That might sound like the cost of doing business for a pitcher, but the temptation to overuse a pitcher to his own detriment is one of the greatest temptations a college coach faces.

“The greatest thing is when a coach looks a family in their eyes and says, ‘Hey, we can’t guarantee that he’s going to be an All-American or a big leaguer, but we’re gonna look after him for the next four years,’ and that’s sincere,” Saarloos said. “It’s not just lip service. Obviously we’re here to win games, but ultimately we’re trying to develop young men and get them to the big leagues, so we know there’s a lot more innings coming out of that arm when they leave here.”

What those pitchers do with those innings is even more important — if a pitcher isn’t any good, it doesn’t matter if he’s healthy.
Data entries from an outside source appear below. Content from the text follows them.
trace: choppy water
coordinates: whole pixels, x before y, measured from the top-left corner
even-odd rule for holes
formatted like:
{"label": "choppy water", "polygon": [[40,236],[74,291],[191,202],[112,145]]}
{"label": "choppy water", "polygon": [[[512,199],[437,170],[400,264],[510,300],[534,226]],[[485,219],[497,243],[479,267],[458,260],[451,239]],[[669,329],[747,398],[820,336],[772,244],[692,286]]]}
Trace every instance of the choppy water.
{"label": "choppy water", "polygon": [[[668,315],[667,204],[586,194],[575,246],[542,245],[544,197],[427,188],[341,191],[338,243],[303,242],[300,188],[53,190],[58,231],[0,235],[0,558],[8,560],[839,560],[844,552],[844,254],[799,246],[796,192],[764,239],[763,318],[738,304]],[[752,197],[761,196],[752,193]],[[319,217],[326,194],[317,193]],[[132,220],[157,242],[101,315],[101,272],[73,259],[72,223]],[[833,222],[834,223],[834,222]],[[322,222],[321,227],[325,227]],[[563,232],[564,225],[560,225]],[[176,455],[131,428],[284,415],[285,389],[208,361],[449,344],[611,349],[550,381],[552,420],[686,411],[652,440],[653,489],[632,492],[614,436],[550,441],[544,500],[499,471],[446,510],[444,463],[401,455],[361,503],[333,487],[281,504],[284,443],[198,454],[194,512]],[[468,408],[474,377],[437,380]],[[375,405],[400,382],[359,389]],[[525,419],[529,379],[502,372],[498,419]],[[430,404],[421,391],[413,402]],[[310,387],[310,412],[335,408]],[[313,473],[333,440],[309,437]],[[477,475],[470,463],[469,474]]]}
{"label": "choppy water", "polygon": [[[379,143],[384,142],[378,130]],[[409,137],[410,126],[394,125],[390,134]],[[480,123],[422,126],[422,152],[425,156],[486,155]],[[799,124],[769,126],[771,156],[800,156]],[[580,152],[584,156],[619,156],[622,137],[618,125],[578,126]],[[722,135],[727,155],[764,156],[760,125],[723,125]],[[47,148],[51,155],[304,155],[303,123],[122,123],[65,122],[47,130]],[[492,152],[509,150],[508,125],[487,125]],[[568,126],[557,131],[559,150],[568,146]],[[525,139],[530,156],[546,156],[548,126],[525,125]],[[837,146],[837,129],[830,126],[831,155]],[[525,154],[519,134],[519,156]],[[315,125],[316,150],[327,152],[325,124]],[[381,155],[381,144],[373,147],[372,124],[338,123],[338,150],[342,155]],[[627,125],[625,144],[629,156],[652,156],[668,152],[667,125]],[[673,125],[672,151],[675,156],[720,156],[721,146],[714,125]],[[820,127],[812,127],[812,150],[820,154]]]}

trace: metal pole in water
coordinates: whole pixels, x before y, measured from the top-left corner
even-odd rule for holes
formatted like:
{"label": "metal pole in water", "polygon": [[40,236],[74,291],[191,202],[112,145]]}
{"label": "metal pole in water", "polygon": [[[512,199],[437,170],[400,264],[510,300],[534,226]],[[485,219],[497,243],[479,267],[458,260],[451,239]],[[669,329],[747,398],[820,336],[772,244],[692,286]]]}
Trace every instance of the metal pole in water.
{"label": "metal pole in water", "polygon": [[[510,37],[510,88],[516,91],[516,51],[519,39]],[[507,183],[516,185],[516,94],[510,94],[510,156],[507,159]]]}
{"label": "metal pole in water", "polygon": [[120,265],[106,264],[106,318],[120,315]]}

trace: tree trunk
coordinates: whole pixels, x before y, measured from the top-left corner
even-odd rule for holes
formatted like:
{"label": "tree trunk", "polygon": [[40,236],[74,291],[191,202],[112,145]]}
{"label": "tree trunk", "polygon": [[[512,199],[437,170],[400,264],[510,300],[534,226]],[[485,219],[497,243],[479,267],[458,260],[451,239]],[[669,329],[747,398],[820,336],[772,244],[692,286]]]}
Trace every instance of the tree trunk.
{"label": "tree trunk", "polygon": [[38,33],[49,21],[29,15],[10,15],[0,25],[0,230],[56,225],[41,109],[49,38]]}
“The big thing from college to professional baseball is you can get away with a decent pitch in college baseball where guys will chase it,” Saarloos said. “You’re not going to have success when you start getting into the higher echelons of the minor leagues in professional baseball if you only have a trick pitch for guys to swing at out of the zone. For me it’s all based off of commanding and using both sides of the plate with the fastball. You have to be able to get really, really good hitters out within the strike zone to be successful in the big leagues.”

After two years of riding elite pitching to Omaha, the expectations are extremely high for TCU, even after losing five pitchers to the draft coming into this year. Among the departures is Preston Morrison, a Saarloos favorite now in the Cubs organization.

“We were similar, so I think he had the same makeup and temperament and thought processes as I did, so it’s fun,” Saarloos said. “It’s fun to coach a four-time All-American, right? I’ll take a couple more of those.”

This year, Saarloos is charged with creating his next Morrison, either out of an elite recruit like Baker, or a less conventional prospect.

“I think the big thing is we don’t have that guy that you hang your hat on and say, ‘Wow, that guy’s 94-97, and it’s 2-0. Let’s just throw a fastball, because we’re going to beat them with velocity,’ ” Saarloos said. “There’s a bunch of ways to beat hitters, and I think the guys are figuring out how to do that in terms of moving the ball around and changing speeds. It’s going to look different — it’s not as sexy, but for me, I think it’s actually even more fun than in years past.”

Which shouldn’t be surprising, since it’s another chance to teach.